L’objectif reste assez faible, en comparaison aux 50 000 exemplaires de Revue XXI, son homologue français, vendus après sept ans de publication. Mais se cantonner à cette comparaison relève davantage de l’absurde, le marché français n’ayant bien sûr rien à voir avec le nombre de lecteurs potentiels de la Belgique francophone.

Réintégrer la tradition des belles revues

Après 24h01, c’est au tour de Karoo, plutôt axé sur l’actualité culturelle, de se développer. Deux numéros ont été publiés. Selon Laurent Corbeel, son directeur de publication, « le mook n’est qu’une vitrine de notre plateforme en ligne. Karoo s’inscrit dans la tradition des revues. Mook est un mot-valise pratique pour communiquer mais c’est tout. On réintègre la tradition des belles revues ».

Une volonté qui se traduit aussi par la sortie de Médor, troisième magazine du genre. Fruit de trois ans de réflexions et d’idées, Médor regroupe une équipe de 17 journalistes, photographes et illustrateurs. Son premier numéro devrait sortir en septembre 2015. Précis dans son slogan, il affirme être « le trimestriel coopératif belge d’enquêtes et de récits ».

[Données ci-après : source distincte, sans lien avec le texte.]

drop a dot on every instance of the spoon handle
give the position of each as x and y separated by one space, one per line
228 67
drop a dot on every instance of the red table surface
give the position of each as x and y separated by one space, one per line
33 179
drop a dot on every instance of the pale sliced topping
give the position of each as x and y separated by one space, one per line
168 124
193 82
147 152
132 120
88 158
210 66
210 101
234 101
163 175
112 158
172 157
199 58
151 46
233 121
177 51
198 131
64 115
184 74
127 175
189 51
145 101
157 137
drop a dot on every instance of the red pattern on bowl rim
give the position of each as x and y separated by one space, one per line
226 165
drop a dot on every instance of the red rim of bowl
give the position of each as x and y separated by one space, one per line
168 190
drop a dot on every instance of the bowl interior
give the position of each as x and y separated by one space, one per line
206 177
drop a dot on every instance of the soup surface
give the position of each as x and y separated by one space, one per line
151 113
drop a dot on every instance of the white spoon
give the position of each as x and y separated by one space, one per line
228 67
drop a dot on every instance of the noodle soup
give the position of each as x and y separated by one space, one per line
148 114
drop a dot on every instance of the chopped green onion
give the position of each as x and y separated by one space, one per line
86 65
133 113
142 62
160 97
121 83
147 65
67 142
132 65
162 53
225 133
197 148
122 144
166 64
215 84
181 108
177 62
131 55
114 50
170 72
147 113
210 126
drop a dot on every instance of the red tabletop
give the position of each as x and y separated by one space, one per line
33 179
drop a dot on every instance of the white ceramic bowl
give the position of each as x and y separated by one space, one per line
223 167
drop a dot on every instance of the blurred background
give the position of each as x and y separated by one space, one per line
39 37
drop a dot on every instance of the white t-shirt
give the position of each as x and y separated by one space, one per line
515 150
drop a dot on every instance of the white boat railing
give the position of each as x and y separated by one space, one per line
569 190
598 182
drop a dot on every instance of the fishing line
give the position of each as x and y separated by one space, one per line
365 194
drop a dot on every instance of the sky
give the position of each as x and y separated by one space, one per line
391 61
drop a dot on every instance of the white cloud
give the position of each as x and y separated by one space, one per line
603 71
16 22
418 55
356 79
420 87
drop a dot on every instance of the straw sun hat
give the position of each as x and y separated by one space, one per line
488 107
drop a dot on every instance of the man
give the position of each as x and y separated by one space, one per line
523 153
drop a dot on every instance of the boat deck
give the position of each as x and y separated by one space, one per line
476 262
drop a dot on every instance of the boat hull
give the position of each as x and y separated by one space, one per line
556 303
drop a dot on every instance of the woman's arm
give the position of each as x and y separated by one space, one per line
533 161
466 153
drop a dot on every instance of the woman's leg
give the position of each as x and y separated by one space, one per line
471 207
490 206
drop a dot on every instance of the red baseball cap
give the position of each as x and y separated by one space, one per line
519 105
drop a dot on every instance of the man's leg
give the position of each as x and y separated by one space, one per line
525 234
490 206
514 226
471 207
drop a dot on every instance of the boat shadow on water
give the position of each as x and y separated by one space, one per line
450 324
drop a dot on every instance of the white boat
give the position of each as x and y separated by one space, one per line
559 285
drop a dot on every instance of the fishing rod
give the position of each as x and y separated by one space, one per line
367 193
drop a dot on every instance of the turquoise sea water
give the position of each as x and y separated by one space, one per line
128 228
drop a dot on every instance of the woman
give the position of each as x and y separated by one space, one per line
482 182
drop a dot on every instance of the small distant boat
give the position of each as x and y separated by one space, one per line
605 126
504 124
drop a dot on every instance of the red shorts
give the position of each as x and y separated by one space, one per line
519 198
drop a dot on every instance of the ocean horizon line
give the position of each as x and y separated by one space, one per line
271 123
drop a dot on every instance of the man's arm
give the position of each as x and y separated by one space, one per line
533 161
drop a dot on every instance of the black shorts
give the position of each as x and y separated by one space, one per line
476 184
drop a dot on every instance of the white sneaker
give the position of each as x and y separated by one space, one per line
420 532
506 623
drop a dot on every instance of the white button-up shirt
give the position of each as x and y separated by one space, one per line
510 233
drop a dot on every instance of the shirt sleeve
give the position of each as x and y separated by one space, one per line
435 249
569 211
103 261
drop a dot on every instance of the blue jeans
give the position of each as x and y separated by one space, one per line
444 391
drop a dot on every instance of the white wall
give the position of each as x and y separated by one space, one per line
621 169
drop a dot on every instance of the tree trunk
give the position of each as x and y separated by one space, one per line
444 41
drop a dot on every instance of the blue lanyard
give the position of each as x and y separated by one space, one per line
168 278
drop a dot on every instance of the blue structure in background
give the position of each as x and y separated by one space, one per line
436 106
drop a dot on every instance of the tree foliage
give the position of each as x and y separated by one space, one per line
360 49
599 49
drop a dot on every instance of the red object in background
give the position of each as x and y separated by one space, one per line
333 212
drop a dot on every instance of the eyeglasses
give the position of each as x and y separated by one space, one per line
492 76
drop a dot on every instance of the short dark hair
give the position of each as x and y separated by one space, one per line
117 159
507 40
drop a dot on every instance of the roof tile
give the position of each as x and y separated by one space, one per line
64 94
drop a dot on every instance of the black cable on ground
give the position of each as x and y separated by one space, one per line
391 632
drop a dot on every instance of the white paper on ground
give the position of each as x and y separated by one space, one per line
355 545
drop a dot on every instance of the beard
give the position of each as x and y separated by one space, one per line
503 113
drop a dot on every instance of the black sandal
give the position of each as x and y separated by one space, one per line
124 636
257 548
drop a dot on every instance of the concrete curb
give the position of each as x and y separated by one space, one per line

À en croire ce bourgeonnement de mooks chez les Belges, le lectorat serait friand de long format et d’illustrations soignées. Mais la situation reste très fragile et rien n’est assuré. Médor et Karoo dansent encore sur un fil. Une des principales difficultés résiderait aussi dans le fait que Revue XXI ferait de l’ombre à ses concurrents belges, même en Belgique. Selon Marie Vanoost, spécialiste du journalisme narratif actuellement en doctorat à l’Université Catholique de Louvain, « En Belgique, les mooks sont dans une situation difficile car comme il existe déjà XXI pour les sujets étrangers, ils sont obligés d’apporter leurs particularités régionales ».

Alors, trop de mooks belges nuit-il au mook belge ? Pas forcément. Si 24h01, Médor et Karoo parviennent chacun à définir une ligne éditoriale unique et précise, ils pourront rester sur le marché. Olivier Hauglustaine, direction de publication de 24h01, semble d’ailleurs assez serein : « Il y a bien une place pour 24h01 en Belgique malgré la perméabilité, aussi, du marché belge au marché français ».